Traci Shannon, the city’s finance director, said the top four or five businesses in terms of revenues made up about half of the city’s revenues during that month. That would include the big box stores Walmart and Lowe’s, as well as Kroger and Paris Building Supply.
For the 2019-20 fiscal year, the city finished 2.79% ahead of where it was in the 2018-19 fiscal year.
This despite fears about the effects of the COVID-19 pandemic. Foster has stated she doesn’t expect the big uptick in revenues to continue and that some leveling off would be logical in the next few months.
• Paris Police Chief Chuck Elizondo and Asst. Chief Ricky Watson discussed a recent project that amends the PPD rules and procedures manual regarding use of force.
Elizondo said a set of standards from the state was used as a guide but that the PPD tweaked those standards to fit its own procedures. He said state-mandated training in such areas as de-escalation of threatening situations continues.
The manual includes a reference to chokeholds, but Elizondo said that in his 42 years on the force “we’ve never taught chokeholds or used chokeholds.”
• Jennifer Morris, community development director, reported she had been in contact with state officials about recent inquiries from possible buyers of property that was acquired by the city as part of a parks grant from the state Department of Environment and Conservation.
Three private property owners have asked about buying land from Mineral Wells Avenue stretching over to Eiffel Tower Park Extended. Morris said state officials have told her it would be possible to conduct such transactions — with a lot of hoops to jump through.
The major factor would be that the city would have to replace the value of the property it gives up by using property of the same value for parks and recreation purposes.
Morris said she plans to get back to the prospective buyers as the next step in the process.
• The commission approved a plan to refinance some 2019 bonds used for the splash pad project. Foster said the city would save about $65,000 with the refinancing plan, since it will get a much more favorable interest rate on the original $1 million loan.

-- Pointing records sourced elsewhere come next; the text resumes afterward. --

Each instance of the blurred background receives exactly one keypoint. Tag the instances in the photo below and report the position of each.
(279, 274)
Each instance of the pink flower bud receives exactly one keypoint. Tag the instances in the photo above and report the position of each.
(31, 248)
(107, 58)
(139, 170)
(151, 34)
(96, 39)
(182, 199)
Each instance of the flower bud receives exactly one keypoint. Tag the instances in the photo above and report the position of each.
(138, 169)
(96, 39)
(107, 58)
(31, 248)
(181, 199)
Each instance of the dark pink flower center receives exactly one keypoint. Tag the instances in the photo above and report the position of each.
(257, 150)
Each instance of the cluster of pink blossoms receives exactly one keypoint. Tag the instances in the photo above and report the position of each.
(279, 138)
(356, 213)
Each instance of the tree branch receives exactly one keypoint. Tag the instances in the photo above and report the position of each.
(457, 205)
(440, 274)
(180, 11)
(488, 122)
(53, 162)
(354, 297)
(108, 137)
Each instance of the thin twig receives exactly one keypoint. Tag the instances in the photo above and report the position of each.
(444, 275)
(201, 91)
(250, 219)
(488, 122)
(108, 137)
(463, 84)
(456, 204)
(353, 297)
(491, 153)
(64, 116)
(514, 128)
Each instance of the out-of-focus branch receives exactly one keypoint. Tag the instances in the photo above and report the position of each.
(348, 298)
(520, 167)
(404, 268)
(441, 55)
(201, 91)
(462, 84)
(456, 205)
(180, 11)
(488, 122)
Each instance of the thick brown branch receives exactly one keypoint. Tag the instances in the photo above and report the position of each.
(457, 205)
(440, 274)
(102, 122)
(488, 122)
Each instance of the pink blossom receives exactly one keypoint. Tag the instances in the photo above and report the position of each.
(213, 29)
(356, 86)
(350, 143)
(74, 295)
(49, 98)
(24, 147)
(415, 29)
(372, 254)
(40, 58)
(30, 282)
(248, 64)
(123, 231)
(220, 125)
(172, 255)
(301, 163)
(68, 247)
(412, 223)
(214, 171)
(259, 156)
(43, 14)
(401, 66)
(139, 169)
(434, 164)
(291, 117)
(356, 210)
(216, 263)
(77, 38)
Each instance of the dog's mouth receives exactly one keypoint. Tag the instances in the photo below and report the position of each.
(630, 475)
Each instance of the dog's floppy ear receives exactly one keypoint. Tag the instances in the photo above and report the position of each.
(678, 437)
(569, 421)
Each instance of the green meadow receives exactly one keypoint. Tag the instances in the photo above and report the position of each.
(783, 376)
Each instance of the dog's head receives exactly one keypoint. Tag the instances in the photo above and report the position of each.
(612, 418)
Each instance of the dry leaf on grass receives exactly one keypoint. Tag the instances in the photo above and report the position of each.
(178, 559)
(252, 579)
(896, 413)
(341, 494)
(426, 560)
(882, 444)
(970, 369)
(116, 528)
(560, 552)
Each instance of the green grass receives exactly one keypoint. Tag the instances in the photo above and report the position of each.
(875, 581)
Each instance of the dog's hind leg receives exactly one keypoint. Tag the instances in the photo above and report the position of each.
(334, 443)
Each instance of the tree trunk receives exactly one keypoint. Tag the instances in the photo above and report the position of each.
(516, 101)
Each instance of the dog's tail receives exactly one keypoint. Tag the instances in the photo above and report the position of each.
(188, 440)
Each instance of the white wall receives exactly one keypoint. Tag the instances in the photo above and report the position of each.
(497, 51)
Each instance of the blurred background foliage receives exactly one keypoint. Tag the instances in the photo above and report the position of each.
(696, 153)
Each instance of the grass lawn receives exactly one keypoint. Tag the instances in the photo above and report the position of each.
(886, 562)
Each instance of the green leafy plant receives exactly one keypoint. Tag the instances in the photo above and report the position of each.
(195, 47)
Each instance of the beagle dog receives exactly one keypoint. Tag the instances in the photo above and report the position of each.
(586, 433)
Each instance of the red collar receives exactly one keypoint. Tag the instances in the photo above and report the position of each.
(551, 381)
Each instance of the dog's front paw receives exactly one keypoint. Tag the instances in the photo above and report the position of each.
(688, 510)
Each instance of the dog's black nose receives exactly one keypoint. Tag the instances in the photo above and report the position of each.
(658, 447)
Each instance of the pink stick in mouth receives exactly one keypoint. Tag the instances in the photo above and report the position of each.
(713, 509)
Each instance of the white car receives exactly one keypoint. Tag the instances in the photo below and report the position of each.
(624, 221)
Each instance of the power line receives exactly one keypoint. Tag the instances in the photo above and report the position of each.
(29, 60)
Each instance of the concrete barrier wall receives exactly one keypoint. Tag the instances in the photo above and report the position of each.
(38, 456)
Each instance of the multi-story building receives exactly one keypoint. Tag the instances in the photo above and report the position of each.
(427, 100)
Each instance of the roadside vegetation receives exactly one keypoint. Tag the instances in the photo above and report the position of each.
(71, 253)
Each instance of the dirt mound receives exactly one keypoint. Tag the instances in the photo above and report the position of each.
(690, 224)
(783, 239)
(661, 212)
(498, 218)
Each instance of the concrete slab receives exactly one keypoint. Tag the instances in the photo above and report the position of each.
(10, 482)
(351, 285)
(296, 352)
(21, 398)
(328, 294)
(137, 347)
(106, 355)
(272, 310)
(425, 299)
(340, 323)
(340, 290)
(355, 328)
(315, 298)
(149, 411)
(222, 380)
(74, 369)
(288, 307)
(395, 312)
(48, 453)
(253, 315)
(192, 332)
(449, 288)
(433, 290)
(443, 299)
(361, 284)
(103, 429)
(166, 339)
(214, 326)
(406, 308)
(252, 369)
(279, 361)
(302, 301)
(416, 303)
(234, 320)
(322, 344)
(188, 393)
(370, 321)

Foster also said the splash pad, located at Eiffel Tower Park, is nearly completed. The official opening is set for 10 a.m. Sept. 16. State and local officials, along with contractors, will be there for the opening ceremony.
• Tennessee Department of Transportation officials told Foster Thursday that right-of-way plans for a sidewalk project along Wilson Street and Patriot Avenue had been approved.
That project is being paid for with a Transportation Alternative (TA) grant and is expected to be finished in spring 2022.
• The commission authorized Foster to proceed with applying for another TA grant that would likely be used for a different sidewalk project in the future — one that would include Fairgrounds Road and Royal Oak Drive.
That project would basically connect East Wood Street (at the intersection of Fairgrounds Road) to Lone Oak Road via sidewalks.
• The commission OK’d an extension on the completion date of the Hampton Inn project planned on Mineral Wells Avenue.
As recommended by the city’s Industrial Development Board, the completion date will be changed from Oct. 31, 2021, to May 31, 2022.
The project has been delayed by the pandemic, which hit the hospitality industry especially hard.